I have always found it hugely enjoyable to stand in amongst castle ruins and imagine what it might have been like in times gone by. I rebuild the walls, smell the manure and visualize the mud, blood and glory of the place until everyone I came with is fed up and ready to go home. After researching the revolution led by William Wallace, I was able to do my imaginings with real battles in mind.

OBT:

Did you have a specific readership in mind when you wrote your book?

AV:

Not really. I started off writing for my sons, but soon found myself writing for the young adult in myself and hopefully every one of us.

OBT:

Which books made a great impression on you when you were a child?

AV:

As a kid, I did a lot of reading, often taking a bus to the North York public library to sign out yet another stack of books (usually the limit they allowed).

One book series that was very enjoyable and memorable for me was Enid Blyton’s Adventure Series, particularly The Valley of Adventure. It sparked me into making fantasy adventures of my own. Every night before falling asleep, I would pick up where I left off the night before.

OBT:

Describe your ideal writing environment.

AV:

For peace and quiet, nothing beats mornings at the cottage when everyone else is sleeping in. Failing that, there’s Saturday and Sunday mornings at home with a big mug of coffee.

OBT:

What was your first publication?

AV:

The International Regulation of Direct Foreign Investment, which appeared in “International Perspectives” (Nov/Dec 1985) and “The Political Economy of North-South Relations,” Broadview Press Ltd. 1987.

OBT:

What are you reading right now?

AV:

It is rare for me to read non-fiction, but I’m just finishing A Voyage for Madmen, by Peter Nichols, which I found provided hugely fascinating account of what it is like to rise up to an enormous challenge (in this case, a race to be the first to single-handedly sail non-stop around the world).
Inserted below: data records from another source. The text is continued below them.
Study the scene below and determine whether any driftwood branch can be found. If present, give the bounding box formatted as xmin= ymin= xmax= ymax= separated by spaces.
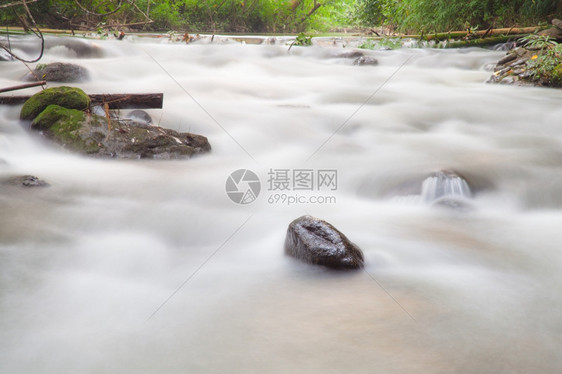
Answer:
xmin=0 ymin=93 xmax=164 ymax=109
xmin=0 ymin=81 xmax=47 ymax=92
xmin=0 ymin=0 xmax=39 ymax=9
xmin=401 ymin=26 xmax=541 ymax=40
Also, I’ve recently finished The Book of Dead Days, by Marcus Sedgwick, which is right down the alley of young adult fiction I enjoy most (gritty adventure).

OBT:

If you had to choose three books as a “Welcome to Canada” gift, what would those books be?

AV:

Shaman’s Daughter, by Nan F. Salerno and Rosamond M. Vanderburgh
Never Cry Wolf, by Farley Mowat
The Disinherited, by Matt Cohen

OBT:

What’s the best advice you’ve ever received as a writer?

AV:

To do a lot of reading, and to stop now and again to closely examine the author’s writing – everything from style to punctuation.

OBT:

What is your next project?

AV:

Duncragglin is the first of a trilogy. The second book has been written (but still needs work); the third is underway.